Mary-Jane gasped, remembering that she had a phone, and brought it up to record the event. Her hand fumbled for the button, but she managed to frame the monster and press the red circle. The thing had to be a hundred-feet long from snout to tail-tip, fifty-five at the shoulders, the counterbalancing limb one of sinewy muscle tapering to a whip.
Those cars that could flee the area did, those disabled by collision or cast debris were abandoned by their occupants who bolted in every direction away. One surly driver however cursed something unintelligible before stomping on the gas and weaving his way through the intersection.
Leveraging its size and power, Lizard hefted the cab and toppled the truck, throwing it on its side. There it came around and ripped into the thin metal of the cargo box without difficulty and plunged its head inside with a hungry yowl.
Disregarding her own safety, Watson held the phone up as she ran to the front of the truck, finding the driver unconscious with a bloody laceration carved across his forehead. She pocketed the phone, and despite the jostling of the truck as the monster foraged, used her sleeves to help drag away the fractured sheet of flexible glass.
"Sir, can you hear me?!" She shouted, grasping him by the front of his jacket. A fellow bystander, a middle-aged man was at her side in the next second, and together they collected the driver and extracted him to safety.
A blaring NYPD car skid to a sideways halt at the perimeter of the heavy rubble, barking a report into his shoulder-clipped microphone. He took a defensive position on the far side of the engine, producing his sidearm and using the hood to rest his elbows and steady his aim. An entire magazine was emptied into the monster's flank, but drew no blood or other sign of injury from the scutella-armored hide.
But it did rouse the monster's attention. The Lizard pulled its head back from the truck, fish still clenched between its teeth. With a swing of its hips, the tail cut through the air with a whine before slamming down the middle of the cruiser, warping the car into a V-shape. Forced to throw himself to the side, the officer sprawled on his back, his eyes wide and fearful.
The Lizard threw the last of its pillaged food back into its gullet, and levied a tilted gaze at the onlookers. Turning away from the truck, its posture stooped to balance, arms folding in close.
With the driver safely in the care of a group of others who had coalesced around him, Mary-Jane got her phone back out and dashed to get in the best position to capture her footage.
Jameson will beg me for this! She thought.
The motion in its peripheral caught the creature's attention, and the Lizard's face shot to her. Emitting a low roar, it tread closer with a wary saunter leaving three-toed impressions in the road.

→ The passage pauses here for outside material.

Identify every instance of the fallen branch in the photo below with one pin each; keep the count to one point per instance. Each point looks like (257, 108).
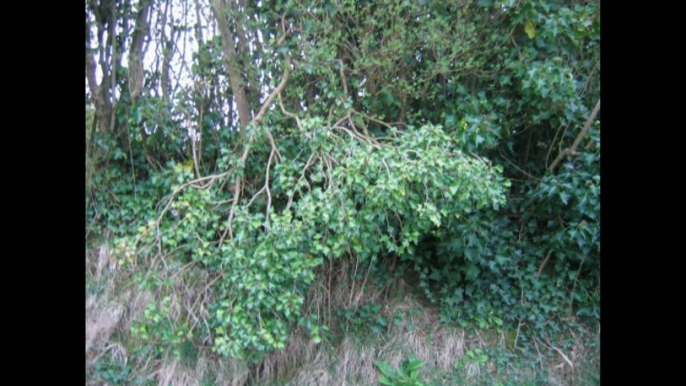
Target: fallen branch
(572, 150)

She stood stone-still, primeval survival instinct pinning her in place so as not to provoke it into a hostile reaction.
I hope this thing's vision is based on movement…
The police officer, having regained himself, was slowly skulking his way in a circular route around to where MJ was. Her arm already stiff down at her side, she delicately raised a palm to halt him, waving him away from approaching. He stopped, crouched behind a parked car, confused. But her warding palm turned into a wagging finger, and he caught-on to the idea.
The Lizard lowered itself until its back was level with its knees, bringing its snout within arms' reach of the girl, sniffing her with two long drags. A soft groan came from somewhere deep in the vocal chords of the beast and it rolled its head at an angle to inspect her.
A tingle danced down Watson's back, a waltz of excitement and awe, she stared back into the amber eyes, catching a light green shimmer in the pupil. For a moment she wanted to reach out and lay her hand on it.
But the Lizard reared back and issued a saurian bellow, lifting itself away from her and lumbering past to the intersection with ponderous steps.
She spun to watch after it, walking stuntedly to keep the phone in line of sight. Her astonishment was only broken by the noise of low-flying helicopters overhead. Mary-Jane Watson snapped up in time to see the white eagle of SHIELD printed on the side.